Na het indienen van een verzet op 4 januari 2021, vond er op 29 april 2021 een zitting plaats. Tijdens deze zitting heeft [opposant] betwist dat er een geldleningsovereenkomst was gesloten en heeft zij aangevoerd dat zij haar deel van de kosten had voldaan door middel van andere betalingen, zoals boodschappen en gezamenlijke uitjes. De kantonrechter heeft de argumenten van beide partijen gehoord en beoordeeld.

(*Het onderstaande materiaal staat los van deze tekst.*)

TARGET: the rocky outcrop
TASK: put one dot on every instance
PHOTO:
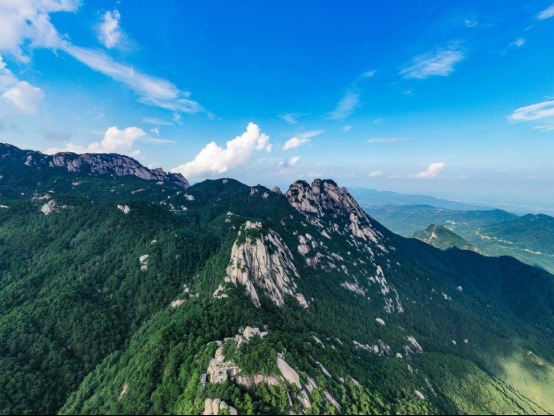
(220, 369)
(214, 406)
(108, 163)
(262, 262)
(334, 210)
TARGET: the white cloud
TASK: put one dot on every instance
(388, 140)
(346, 106)
(290, 118)
(24, 97)
(109, 32)
(546, 13)
(533, 112)
(18, 94)
(156, 121)
(545, 127)
(301, 139)
(431, 172)
(25, 24)
(289, 163)
(114, 141)
(440, 63)
(351, 99)
(214, 159)
(364, 75)
(154, 91)
(471, 22)
(294, 143)
(517, 43)
(28, 21)
(294, 160)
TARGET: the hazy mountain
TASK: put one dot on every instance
(370, 197)
(441, 237)
(129, 295)
(406, 220)
(493, 233)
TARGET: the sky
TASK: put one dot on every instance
(449, 98)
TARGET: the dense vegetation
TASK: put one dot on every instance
(529, 238)
(86, 328)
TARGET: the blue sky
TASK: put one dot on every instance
(450, 98)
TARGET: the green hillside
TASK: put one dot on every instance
(173, 299)
(441, 237)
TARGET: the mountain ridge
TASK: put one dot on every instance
(115, 291)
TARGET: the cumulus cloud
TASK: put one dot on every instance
(18, 94)
(114, 141)
(301, 139)
(546, 13)
(538, 111)
(214, 159)
(439, 63)
(109, 32)
(26, 24)
(388, 140)
(287, 163)
(431, 172)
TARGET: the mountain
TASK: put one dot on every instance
(25, 172)
(408, 219)
(370, 197)
(224, 298)
(441, 237)
(494, 233)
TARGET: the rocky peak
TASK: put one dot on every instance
(261, 261)
(115, 164)
(325, 204)
(109, 163)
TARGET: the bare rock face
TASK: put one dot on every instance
(323, 198)
(117, 165)
(261, 261)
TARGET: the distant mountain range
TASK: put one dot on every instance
(126, 291)
(371, 197)
(529, 238)
(443, 238)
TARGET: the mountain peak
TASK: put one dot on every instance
(93, 163)
(324, 199)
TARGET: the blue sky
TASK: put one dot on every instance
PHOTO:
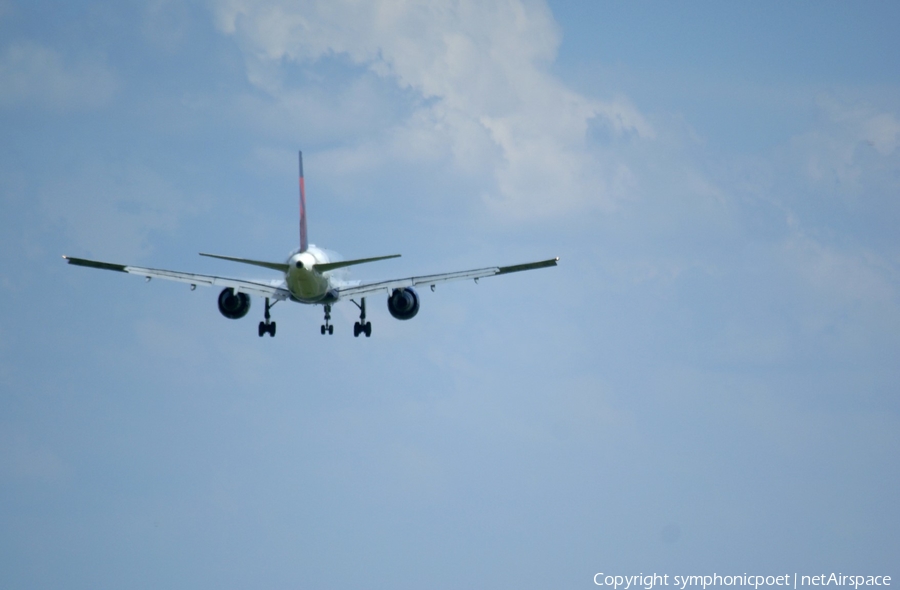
(707, 382)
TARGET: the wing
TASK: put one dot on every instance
(432, 280)
(271, 289)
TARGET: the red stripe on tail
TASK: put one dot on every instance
(304, 242)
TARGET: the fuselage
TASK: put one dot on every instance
(306, 284)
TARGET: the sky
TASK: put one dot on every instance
(708, 381)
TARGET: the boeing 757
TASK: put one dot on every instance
(315, 276)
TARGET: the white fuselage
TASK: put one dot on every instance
(305, 283)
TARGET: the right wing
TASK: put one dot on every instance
(270, 289)
(432, 280)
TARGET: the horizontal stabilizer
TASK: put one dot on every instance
(531, 265)
(280, 266)
(325, 267)
(95, 264)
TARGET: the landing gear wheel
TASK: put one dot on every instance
(327, 327)
(267, 327)
(362, 326)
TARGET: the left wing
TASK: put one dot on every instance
(432, 280)
(271, 289)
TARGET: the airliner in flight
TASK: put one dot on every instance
(313, 276)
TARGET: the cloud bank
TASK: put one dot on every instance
(485, 95)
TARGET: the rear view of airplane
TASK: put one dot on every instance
(313, 276)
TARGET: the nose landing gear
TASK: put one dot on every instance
(327, 327)
(362, 326)
(267, 327)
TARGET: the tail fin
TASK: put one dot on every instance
(304, 242)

De kantonrechter oordeelde dat [geopposeerde] niet voldoende bewijs had geleverd voor de stelling dat er een geldleningsovereenkomst was. Gezien de gemotiveerde betwisting door [opposant] en het gebrek aan bewijs van [geopposeerde], werd het verzet gegrond verklaard. Het verstekvonnis werd vernietigd en de oorspronkelijke vordering werd afgewezen. Tevens werd [geopposeerde] veroordeeld in de proceskosten, met uitzondering van de kosten van de verzetdagvaarding, die door [opposant] zelf moesten worden gedragen.

Uitspraak

RECHTBANK NOORD-HOLLAND

Handel, Kanton en Insolventie
locatie Haarlem
Zaaknr./rolnr.: 8987102 \ CV EXPL 21-458
Uitspraakdatum: 26 mei 2021
Vonnis van de kantonrechter in de zaak van:
[opposant]
wonende te [woonplaats]
eisende partij in het verzet
verder te noemen: [opposant]
gemachtigde: mr. J.L. Scheltens
tegen
[geopposeerde]
wonende te [woonplaats]
gedaagde partij in het verzet
verder te noemen: [geopposeerde]
gemachtigde: mr. M. Raaijmakers

1.Het procesverloop

1.1.
[geopposeerde] heeft bij inleidende dagvaarding van 29 september 2020 een vordering ingesteld tegen [opposant] .
1.2.
[opposant] is niet verschenen, waarna [opposant] bij verstekvonnis van 2 december 2020 is veroordeeld.
1.3.
Bij dagvaarding van 4 januari 2021 is [opposant] in verzet gekomen van dat verstekvonnis.
1.4.
Op 29 april 2021 heeft een zitting plaatsgevonden. De griffier heeft aantekeningen gemaakt van wat partijen ter toelichting van hun standpunten naar voren hebben gebracht. Voorafgaand aan de zitting heeft [geopposeerde] bij fax van 28 april 2021 een eis vermeerdering en nadere stukken toegezonden.

2.De feiten

2.1.
Partijen hebben een affectieve relatie gehad gedurende zeven jaar. Vanaf 2015 zijn partijen gaan samenwonen tot en met augustus/september 2019.
2.2.
Partijen hebben geen samenlevingsovereenkomst gesloten.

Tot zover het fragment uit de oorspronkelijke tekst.